Prise en elle-même, cette notion de la substance est correcte, mais la forme sous laquelle elle s’exprime d’ordinaire ne l’est pas. Il y a un ens per se, et il n’y en a qu’un seul, qui est Dieu. […] Si l’on veut absolument définir la substance, bien qu’elle soit le genre généralissime, il faudra plutôt dire qu’elle est "ce à la quiddité de quoi il est dû de ne pas être en quelque chose" […].
[…] il s’agit ici de définir une certaine manière d’exister : celle qui convient à la substance. C’est donc l’essence, le modus essendi, qui est ici en jeu. Si l’essence en question est telle qu’elle soit capable de porter à elle seule un acte d’exister, l’étant correspondant est une substance ; au contraire, si l’essence en question n’est pas capable de porter à elle seule un acte d’exister, l’étant correspondant est un accident. […] La définition de la substance non est ens per se ; il faudrait plutôt en dire quod habeat quidditatem cui conveniat esse non in alio (CG. I, 25, 10). C’est d’ailleurs pourquoi Dieu n’est pas proprement une substance, puisqu’il n’a pas d’essence autre que son esse. […] Bref, une substance n’est pas de l’être, elle est toujours un étant.

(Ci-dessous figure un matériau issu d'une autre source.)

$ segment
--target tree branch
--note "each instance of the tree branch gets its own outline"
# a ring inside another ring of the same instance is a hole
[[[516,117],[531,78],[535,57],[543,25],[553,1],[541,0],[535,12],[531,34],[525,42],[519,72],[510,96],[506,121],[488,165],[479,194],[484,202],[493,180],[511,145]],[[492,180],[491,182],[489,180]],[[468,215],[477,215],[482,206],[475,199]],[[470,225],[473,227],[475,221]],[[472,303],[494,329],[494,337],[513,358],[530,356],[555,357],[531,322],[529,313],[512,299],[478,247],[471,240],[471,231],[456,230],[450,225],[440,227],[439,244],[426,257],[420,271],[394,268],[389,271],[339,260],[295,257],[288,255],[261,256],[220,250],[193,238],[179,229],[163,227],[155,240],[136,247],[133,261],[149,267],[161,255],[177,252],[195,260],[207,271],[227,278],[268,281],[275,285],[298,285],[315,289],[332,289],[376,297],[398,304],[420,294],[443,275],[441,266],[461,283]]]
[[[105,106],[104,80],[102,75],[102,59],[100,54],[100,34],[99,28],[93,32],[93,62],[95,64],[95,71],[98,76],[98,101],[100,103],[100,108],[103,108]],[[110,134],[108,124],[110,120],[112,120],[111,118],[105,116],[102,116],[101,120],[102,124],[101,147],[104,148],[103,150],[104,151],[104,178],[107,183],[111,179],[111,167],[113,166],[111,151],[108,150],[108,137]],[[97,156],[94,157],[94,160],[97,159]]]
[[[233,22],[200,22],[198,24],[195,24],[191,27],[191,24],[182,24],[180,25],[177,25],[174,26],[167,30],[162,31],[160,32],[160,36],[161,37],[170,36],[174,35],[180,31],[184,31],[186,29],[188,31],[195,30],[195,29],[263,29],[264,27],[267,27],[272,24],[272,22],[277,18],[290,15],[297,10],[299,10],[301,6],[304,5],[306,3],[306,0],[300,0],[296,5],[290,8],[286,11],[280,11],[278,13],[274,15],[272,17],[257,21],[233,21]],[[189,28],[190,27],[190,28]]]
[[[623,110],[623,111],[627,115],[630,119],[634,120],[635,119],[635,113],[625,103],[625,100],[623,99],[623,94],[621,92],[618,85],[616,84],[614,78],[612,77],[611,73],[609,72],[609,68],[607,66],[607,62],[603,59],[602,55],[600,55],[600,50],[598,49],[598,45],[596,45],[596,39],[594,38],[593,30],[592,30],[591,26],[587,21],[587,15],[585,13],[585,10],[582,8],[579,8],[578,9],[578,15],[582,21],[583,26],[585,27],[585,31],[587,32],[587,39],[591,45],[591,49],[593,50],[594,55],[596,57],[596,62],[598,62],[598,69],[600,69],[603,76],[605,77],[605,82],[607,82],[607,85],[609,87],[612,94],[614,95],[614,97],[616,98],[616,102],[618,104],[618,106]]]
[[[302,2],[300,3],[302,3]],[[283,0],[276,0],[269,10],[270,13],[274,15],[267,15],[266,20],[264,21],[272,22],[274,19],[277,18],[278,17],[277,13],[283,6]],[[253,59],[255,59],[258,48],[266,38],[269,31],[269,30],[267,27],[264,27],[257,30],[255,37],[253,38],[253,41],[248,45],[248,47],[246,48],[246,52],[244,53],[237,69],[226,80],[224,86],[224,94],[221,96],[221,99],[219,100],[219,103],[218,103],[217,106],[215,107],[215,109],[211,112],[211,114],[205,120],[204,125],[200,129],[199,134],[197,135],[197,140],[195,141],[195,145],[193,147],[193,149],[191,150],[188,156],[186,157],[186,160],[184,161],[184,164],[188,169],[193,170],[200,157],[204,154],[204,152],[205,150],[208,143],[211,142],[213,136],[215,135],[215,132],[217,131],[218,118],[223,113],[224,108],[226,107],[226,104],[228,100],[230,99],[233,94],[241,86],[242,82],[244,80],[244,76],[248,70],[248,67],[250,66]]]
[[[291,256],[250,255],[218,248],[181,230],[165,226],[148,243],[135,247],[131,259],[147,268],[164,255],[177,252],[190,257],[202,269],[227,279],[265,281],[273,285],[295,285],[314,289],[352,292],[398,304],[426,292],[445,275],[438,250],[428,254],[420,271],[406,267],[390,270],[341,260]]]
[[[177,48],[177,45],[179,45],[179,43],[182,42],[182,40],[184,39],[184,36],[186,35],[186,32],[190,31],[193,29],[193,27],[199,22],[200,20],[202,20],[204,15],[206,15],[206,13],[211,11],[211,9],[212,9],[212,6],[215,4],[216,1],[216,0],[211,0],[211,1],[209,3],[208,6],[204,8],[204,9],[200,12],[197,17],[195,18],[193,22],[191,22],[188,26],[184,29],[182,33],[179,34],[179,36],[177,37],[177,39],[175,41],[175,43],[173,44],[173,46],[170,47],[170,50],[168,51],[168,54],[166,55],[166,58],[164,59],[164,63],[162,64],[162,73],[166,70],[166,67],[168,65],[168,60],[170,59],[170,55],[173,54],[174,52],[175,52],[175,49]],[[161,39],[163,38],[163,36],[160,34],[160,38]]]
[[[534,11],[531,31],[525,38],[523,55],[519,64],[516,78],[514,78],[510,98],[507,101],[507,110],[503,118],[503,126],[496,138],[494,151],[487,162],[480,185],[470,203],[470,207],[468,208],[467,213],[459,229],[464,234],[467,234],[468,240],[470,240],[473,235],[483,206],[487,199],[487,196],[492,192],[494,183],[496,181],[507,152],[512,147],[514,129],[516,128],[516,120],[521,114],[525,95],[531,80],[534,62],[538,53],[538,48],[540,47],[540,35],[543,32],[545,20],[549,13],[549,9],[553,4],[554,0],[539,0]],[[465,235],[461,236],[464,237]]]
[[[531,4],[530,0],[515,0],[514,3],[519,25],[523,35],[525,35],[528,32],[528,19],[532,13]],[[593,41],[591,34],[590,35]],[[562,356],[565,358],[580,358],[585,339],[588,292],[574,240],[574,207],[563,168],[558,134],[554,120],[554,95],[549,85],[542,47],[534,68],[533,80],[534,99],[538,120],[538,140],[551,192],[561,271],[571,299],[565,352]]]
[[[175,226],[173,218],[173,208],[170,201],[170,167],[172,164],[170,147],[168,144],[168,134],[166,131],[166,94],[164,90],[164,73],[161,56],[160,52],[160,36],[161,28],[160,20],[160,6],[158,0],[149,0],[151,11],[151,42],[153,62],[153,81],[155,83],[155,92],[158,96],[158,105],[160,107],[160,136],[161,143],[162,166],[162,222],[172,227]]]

Il faut ajouter à cela qu’une substance est un étant en vertu de l’esse qui fait d’elle un être. En ce sens, l’esse créé est vraiment cause de l’étant, mais il ne faut pas se l’imaginer comme une cause efficiente dont l’opération serait de produire l’existence actuelle du fini. […] On doit plutôt le concevoir comme un principe constitutif formel de l’étant ; exactement, comme ce par quoi l’essence est un étant. Il faut donc briser le cadre de l’aristotélisme où la forme essentielle est l’élément formel suprême, car il y a ici quelque chose de plus formel encore que l’essence, et c’est précisément l’esse, principe constitutif de l’étant, qui compose avec l’essence pour constituer une substance.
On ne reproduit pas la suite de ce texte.